Then the old lady had come along.
‘Slug’s hooked one,’ rustled the gang, keeping their distance so as not to scare off the fish.
Now they were growing impatient.
‘What’s happening? Come on, Slug mate, let’s get on with it,’ said the gang.
They waited at the bottom of Hermione’s garden, their nostrils tucked into plastic bags, burning and thrilling to the indrawn fumes of glue, snurr snurr, one runt gurgling with a snot-blocked nose. Not suffocating like toddlers but dying all the same, another death, slowly. The dampening fags of the gang were as red as stars among the young trees Hermione had tried to lie for.

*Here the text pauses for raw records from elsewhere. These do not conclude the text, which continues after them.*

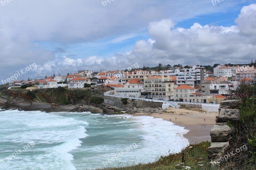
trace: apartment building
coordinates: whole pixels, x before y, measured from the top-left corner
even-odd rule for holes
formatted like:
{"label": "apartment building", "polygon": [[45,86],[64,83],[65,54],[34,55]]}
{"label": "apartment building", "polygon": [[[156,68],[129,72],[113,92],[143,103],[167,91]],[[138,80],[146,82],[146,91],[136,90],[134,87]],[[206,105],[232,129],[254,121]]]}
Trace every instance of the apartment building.
{"label": "apartment building", "polygon": [[196,92],[196,89],[187,85],[182,85],[174,88],[174,100],[180,101],[207,103],[207,96]]}
{"label": "apartment building", "polygon": [[203,95],[214,96],[228,94],[233,85],[230,82],[218,79],[204,82],[201,84],[201,88]]}
{"label": "apartment building", "polygon": [[236,74],[236,78],[241,80],[245,78],[247,78],[253,80],[256,76],[256,70],[254,66],[251,67],[247,65],[246,67],[243,68],[239,71],[238,71]]}
{"label": "apartment building", "polygon": [[114,85],[115,95],[123,96],[140,97],[141,93],[144,91],[144,84],[133,79],[125,83],[124,85],[119,84]]}
{"label": "apartment building", "polygon": [[85,78],[78,77],[73,78],[70,80],[70,82],[68,83],[68,88],[69,89],[83,88],[85,81]]}
{"label": "apartment building", "polygon": [[148,94],[147,97],[153,99],[173,99],[174,85],[174,81],[170,76],[154,76],[144,79],[144,91]]}

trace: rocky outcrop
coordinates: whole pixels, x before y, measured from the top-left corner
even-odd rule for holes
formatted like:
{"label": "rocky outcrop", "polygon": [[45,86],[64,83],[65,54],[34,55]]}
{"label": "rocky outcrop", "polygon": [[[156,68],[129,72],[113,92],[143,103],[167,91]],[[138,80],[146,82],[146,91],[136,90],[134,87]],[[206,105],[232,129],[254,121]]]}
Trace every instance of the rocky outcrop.
{"label": "rocky outcrop", "polygon": [[212,142],[226,142],[231,138],[231,129],[227,125],[213,126],[210,135]]}
{"label": "rocky outcrop", "polygon": [[219,114],[216,116],[216,124],[210,132],[211,146],[206,151],[210,163],[218,166],[216,160],[223,155],[223,151],[228,145],[228,141],[232,137],[232,129],[227,122],[238,121],[240,110],[238,109],[240,101],[236,100],[226,100],[220,103]]}
{"label": "rocky outcrop", "polygon": [[226,122],[227,121],[237,121],[240,118],[239,109],[221,108],[219,114],[219,122]]}

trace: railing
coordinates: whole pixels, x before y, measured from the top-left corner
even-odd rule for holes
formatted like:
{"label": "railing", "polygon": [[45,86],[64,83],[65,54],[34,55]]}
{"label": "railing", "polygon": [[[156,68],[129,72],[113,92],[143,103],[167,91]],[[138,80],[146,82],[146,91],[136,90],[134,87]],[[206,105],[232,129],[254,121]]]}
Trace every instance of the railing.
{"label": "railing", "polygon": [[197,105],[214,105],[219,106],[220,104],[217,103],[200,103],[199,102],[183,102],[183,101],[171,101],[170,102],[173,103],[180,103],[182,104],[197,104]]}

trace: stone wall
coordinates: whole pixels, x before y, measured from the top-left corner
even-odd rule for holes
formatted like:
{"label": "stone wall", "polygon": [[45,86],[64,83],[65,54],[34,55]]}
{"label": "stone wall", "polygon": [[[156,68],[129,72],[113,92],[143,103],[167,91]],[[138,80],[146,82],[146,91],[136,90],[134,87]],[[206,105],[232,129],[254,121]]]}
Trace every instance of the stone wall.
{"label": "stone wall", "polygon": [[162,108],[163,103],[144,100],[132,100],[129,99],[127,100],[127,105],[123,104],[121,99],[123,98],[105,96],[104,102],[107,104],[122,108],[129,108],[134,107],[137,108],[143,107]]}
{"label": "stone wall", "polygon": [[220,103],[218,116],[216,116],[216,124],[210,132],[211,145],[206,150],[208,158],[213,166],[218,166],[219,159],[225,155],[224,151],[228,146],[228,141],[232,137],[232,129],[227,124],[229,121],[238,121],[240,110],[238,109],[239,100],[226,100]]}

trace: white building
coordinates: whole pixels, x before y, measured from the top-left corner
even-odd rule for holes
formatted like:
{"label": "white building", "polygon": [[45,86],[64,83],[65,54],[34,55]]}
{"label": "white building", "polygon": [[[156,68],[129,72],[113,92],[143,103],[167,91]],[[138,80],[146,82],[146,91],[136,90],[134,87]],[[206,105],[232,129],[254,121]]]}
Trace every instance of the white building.
{"label": "white building", "polygon": [[70,80],[68,83],[69,89],[80,89],[83,88],[85,83],[85,79],[76,77]]}
{"label": "white building", "polygon": [[54,80],[57,81],[57,82],[60,82],[61,81],[62,81],[62,78],[61,76],[55,76],[53,78],[54,78]]}
{"label": "white building", "polygon": [[182,85],[174,88],[174,100],[199,103],[207,103],[207,96],[203,97],[197,93],[195,88],[189,85]]}

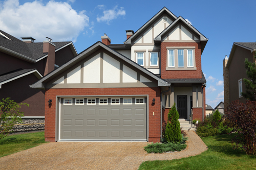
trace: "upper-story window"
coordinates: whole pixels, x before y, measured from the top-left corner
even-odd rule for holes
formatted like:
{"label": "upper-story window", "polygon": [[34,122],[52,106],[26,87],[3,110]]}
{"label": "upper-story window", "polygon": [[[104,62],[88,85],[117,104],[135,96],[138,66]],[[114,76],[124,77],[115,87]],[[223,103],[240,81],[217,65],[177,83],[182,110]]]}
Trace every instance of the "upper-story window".
{"label": "upper-story window", "polygon": [[187,50],[187,67],[194,67],[193,50]]}
{"label": "upper-story window", "polygon": [[144,53],[137,53],[137,63],[144,66]]}
{"label": "upper-story window", "polygon": [[242,92],[243,92],[243,86],[242,86],[242,79],[241,79],[238,81],[238,91],[239,91],[239,98],[242,98]]}
{"label": "upper-story window", "polygon": [[158,66],[158,53],[151,52],[150,53],[150,65]]}
{"label": "upper-story window", "polygon": [[169,50],[169,67],[174,67],[174,50]]}
{"label": "upper-story window", "polygon": [[184,67],[184,50],[178,50],[178,67]]}

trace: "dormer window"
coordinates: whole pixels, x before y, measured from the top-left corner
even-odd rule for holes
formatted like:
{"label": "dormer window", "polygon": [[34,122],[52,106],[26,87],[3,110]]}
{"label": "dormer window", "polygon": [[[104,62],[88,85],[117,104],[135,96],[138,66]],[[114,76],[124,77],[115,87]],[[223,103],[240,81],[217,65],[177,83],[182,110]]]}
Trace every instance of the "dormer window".
{"label": "dormer window", "polygon": [[144,53],[137,53],[137,63],[144,66]]}

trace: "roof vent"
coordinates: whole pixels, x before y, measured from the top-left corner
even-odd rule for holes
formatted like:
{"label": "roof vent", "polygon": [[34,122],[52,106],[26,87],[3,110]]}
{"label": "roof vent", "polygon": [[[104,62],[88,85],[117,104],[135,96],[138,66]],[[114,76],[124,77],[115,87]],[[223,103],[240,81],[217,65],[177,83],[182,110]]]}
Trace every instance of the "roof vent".
{"label": "roof vent", "polygon": [[27,43],[32,43],[35,42],[34,40],[36,40],[35,39],[31,37],[21,37],[23,40],[23,41]]}

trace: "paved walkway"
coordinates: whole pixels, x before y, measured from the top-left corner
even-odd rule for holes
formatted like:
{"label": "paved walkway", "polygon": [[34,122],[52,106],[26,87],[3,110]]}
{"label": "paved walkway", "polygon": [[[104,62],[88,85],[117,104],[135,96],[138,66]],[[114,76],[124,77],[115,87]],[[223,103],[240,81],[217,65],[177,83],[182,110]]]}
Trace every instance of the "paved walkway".
{"label": "paved walkway", "polygon": [[0,158],[3,169],[137,169],[143,161],[172,160],[200,154],[207,147],[194,131],[187,148],[168,154],[147,154],[148,142],[51,142]]}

Coughing in the mists rising out of the wet land where Hermione and Lalia had dug their pond, the gang waited for the agreed-on signal when Slug would shake the curtain across the lighted window.
They would have had the old couple bound, gagged and robbed long ago, kicked in if they made a fuss, if the old fellow hadn’t gone and beaten them to it by dying.
‘Hang on, mates,’ advised Slug who was very much into it now, the centre of the gang’s hopes, almost a person of importance. ‘Wait till things die down. She’s loaded.’
But things were dawdling, not dying, the gang told each other. They watched from beyond the woods, bikes leant against the trees, and sometimes saw Slug do strange things with the professional gardener, as though the pair were performing the dance of the gay.
‘Let’s go in tonight,’ said the gang.
‘Hang on a while, lads,’ said Slug. ‘The sons keep coming round.’
Unity had rung from Calcutta. ‘I’ll soon be able to get away and stay with you,’ she said. Hermione felt hopeful. But it was Edward who came first.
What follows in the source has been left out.